Não há motivo, justificativa ou argumento que possam explicar o atentado terrorista - sim, atentado terrorista! - contra uma obra de arte pública que retrata não apenas um personagem histórico, mas um dos períodos mais importantes da história brasileira. As ‘Entradas e Bandeiras’ definiram o Brasil como ele é.
SEM PASSADO, NÃO HÁ FUTURO
É célebre a frase ‘Um povo que não conhece a sua História está fadado a repeti-la’, ou algo assim, acho que de Edmund Burke, filósofo irlandês e dos maiores ícones do pensamento conservador (1729-1797). Se Borba Gato caçou e matou os índios e negros no século XVII, não será hoje, através de vandalismo, que a reparação virá.
Além disso, a motivação de gente ordinária como estes vagabundos terroristas não é nem nunca foi - ou será! - a busca pela Justiça. Esses bandos arruaceiros movem-se por ódio, revolta e recalque. São seres frustrados, abandonados emocionalmente - e até fisicamente - pelos pais. São verdadeiros sociopatas, selvagens urbanos.

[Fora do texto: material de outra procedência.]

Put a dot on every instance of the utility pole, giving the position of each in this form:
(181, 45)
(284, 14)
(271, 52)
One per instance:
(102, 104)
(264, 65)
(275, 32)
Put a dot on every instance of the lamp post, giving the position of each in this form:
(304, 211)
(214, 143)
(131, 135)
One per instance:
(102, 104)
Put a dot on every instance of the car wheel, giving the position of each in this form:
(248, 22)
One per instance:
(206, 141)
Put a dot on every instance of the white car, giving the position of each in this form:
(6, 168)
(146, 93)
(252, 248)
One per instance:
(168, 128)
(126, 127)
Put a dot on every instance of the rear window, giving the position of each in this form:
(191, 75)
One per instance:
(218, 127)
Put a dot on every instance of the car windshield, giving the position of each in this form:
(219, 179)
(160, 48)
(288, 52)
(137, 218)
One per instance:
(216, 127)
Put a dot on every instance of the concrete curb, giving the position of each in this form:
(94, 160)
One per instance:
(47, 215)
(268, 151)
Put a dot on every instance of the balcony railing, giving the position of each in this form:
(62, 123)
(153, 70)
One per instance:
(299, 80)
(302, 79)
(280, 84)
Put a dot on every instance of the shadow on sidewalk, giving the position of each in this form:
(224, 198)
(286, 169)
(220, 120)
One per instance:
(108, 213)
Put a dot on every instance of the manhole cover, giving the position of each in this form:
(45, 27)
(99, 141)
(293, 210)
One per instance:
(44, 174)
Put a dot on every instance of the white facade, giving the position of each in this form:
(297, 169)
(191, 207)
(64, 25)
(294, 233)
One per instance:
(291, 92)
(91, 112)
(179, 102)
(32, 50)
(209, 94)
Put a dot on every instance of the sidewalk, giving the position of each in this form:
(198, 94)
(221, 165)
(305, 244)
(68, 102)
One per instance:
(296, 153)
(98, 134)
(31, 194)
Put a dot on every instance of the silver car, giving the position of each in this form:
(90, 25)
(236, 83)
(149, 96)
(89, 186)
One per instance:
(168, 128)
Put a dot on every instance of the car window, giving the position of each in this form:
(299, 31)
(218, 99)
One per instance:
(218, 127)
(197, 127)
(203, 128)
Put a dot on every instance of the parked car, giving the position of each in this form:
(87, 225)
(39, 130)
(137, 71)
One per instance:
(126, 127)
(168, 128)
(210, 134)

Extremistas do lulopetismo e do bolsonarismo são iguais. O MST ateando fogo em fazendas ou o brutamontes bolsonarista quebrando uma placa com o nome daquela vereadora assassinada no Rio de Janeiro, Marielle Franco, são iguais. Como os tais black blocs, os supremacistas alemães e americanos, e o lixo QAnon.
O SIGNIFICADO DE ‘PÚBLICO’
Aqui onde estou, hoje em dia, ‘ai’ de quem se meter a depredar, ou ao menos tentar, invadir um equipamento público. A cadeia, além de certa, será rápida e duradoura. E não terá STF que dê jeito. Simplesmente porque a sociedade não tolera, como eu já disse lá no início do texto, que alguém invada seu espaço, seu direito.
O significado de ‘público’ é ‘de todos’. E não ‘de ninguém’. No Brasil, infelizmente, o ‘público’ significa: ‘liberado para quebrar, depredar, sujar, roubar’. ‘Dinheiro público’? Bora gastar; não tem dono. ‘Espaço público’? Bora sujar, fazer xixi, já que é meu, eu faço o que quiser e como bem entender.
Aliás, acho que nossos governantes - federal, estadual e municipal - imaginam que seus mandatos também são ‘públicos’, daí serem e fazerem tudo o que são e que fazem com nosso dinheiro e nossas vidas. Como eles, boa parte da classe política nacional. Essa gente precisa de uma boa temporada na civilização. Ainda que não adiante nada depois.